Re: [PATCH 0/2] hugetlb memcg accounting

From: Nhat Pham
Date: Tue Sep 26 2023 - 20:15:06 EST


On Tue, Sep 26, 2023 at 1:50 PM Frank van der Linden <fvdl@xxxxxxxxxx> wrote:
>
> On Tue, Sep 26, 2023 at 12:49 PM Nhat Pham <nphamcs@xxxxxxxxx> wrote:
> >
> > Currently, hugetlb memory usage is not acounted for in the memory
> > controller, which could lead to memory overprotection for cgroups with
> > hugetlb-backed memory. This has been observed in our production system.
> >
> > This patch series rectifies this issue by charging the memcg when the
> > hugetlb folio is allocated, and uncharging when the folio is freed. In
> > addition, a new selftest is added to demonstrate and verify this new
> > behavior.
> >
> > Nhat Pham (2):
> > hugetlb: memcg: account hugetlb-backed memory in memory controller
> > selftests: add a selftest to verify hugetlb usage in memcg
> >
> > MAINTAINERS | 2 +
> > fs/hugetlbfs/inode.c | 2 +-
> > include/linux/hugetlb.h | 6 +-
> > include/linux/memcontrol.h | 8 +
> > mm/hugetlb.c | 23 +-
> > mm/memcontrol.c | 40 ++++
> > tools/testing/selftests/cgroup/.gitignore | 1 +
> > tools/testing/selftests/cgroup/Makefile | 2 +
> > .../selftests/cgroup/test_hugetlb_memcg.c | 222 ++++++++++++++++++
> > 9 files changed, 297 insertions(+), 9 deletions(-)
> > create mode 100644 tools/testing/selftests/cgroup/test_hugetlb_memcg.c
> >
> > --
> > 2.34.1
> >
>
> We've had this behavior at Google for a long time, and we're actually
> getting rid of it. hugetlb pages are a precious resource that should
> be accounted for separately. They are not just any memory, they are
> physically contiguous memory, charging them the same as any other
> region of the same size ended up not making sense, especially not for
> larger hugetlb page sizes.

I agree hugetlb is a special kind of resource. But as Johannes
pointed out, it is still a form of memory. Semantically, its usage
should be modulated by the memory controller.

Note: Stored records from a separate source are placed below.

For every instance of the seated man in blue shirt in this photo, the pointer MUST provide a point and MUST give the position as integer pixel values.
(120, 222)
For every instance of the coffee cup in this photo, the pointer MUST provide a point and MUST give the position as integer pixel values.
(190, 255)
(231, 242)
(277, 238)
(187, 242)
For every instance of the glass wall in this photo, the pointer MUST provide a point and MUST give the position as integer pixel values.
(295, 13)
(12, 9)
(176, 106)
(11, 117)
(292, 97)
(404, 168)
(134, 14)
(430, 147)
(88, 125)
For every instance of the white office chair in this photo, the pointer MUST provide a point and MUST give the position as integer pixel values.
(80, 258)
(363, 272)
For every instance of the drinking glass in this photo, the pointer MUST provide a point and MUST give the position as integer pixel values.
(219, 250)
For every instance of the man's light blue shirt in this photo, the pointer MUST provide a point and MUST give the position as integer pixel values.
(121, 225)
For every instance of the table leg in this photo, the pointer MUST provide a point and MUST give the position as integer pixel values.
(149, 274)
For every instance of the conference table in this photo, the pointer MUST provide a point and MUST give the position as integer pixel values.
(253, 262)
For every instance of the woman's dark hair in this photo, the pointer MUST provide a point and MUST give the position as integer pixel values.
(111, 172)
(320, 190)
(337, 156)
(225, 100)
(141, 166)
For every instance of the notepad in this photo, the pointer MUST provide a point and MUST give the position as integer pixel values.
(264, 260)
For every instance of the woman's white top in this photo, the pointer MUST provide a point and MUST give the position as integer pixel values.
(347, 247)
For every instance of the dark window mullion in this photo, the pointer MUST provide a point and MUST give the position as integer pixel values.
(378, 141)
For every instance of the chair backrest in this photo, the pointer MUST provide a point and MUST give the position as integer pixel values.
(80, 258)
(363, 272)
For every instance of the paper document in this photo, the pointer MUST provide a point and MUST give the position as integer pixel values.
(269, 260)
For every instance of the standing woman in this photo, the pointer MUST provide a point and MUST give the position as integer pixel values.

We do have the HugeTLB controller for hugetlb-specific
restriction, and where appropriate we definitely should take
advantage of it. But it does not fix the hole we have in memory
usage reporting, as well as (over)protection and reclaim dynamics.
Hence the need for the userspace hack (as Johannes described):
manually adding/subtracting HugeTLB usage where applicable.
This is not only inelegant, but also cumbersome and buggy.

>
> Additionally, if this behavior is changed just like that, there will
> be quite a few workloads that will break badly because they'll hit
> their limits immediately - imagine a container that uses 1G hugetlb
> pages to back something large (a database, a VM), and 'plain' memory
> for control processes.
>
> What do your workloads do? Is it not possible for you to account for
> hugetlb pages separately? Sure, it can be annoying to have to deal
> with 2 separate totals that you need to take into account, but again,
> hugetlb pages are a resource that is best dealt with separately.
>

Johannes beat me to it - he described our use case, and what we
have hacked together to temporarily get around the issue.

A knob/flag to turn on/off this behavior sounds good to me.

> - Frank
Thanks for the comments, Frank!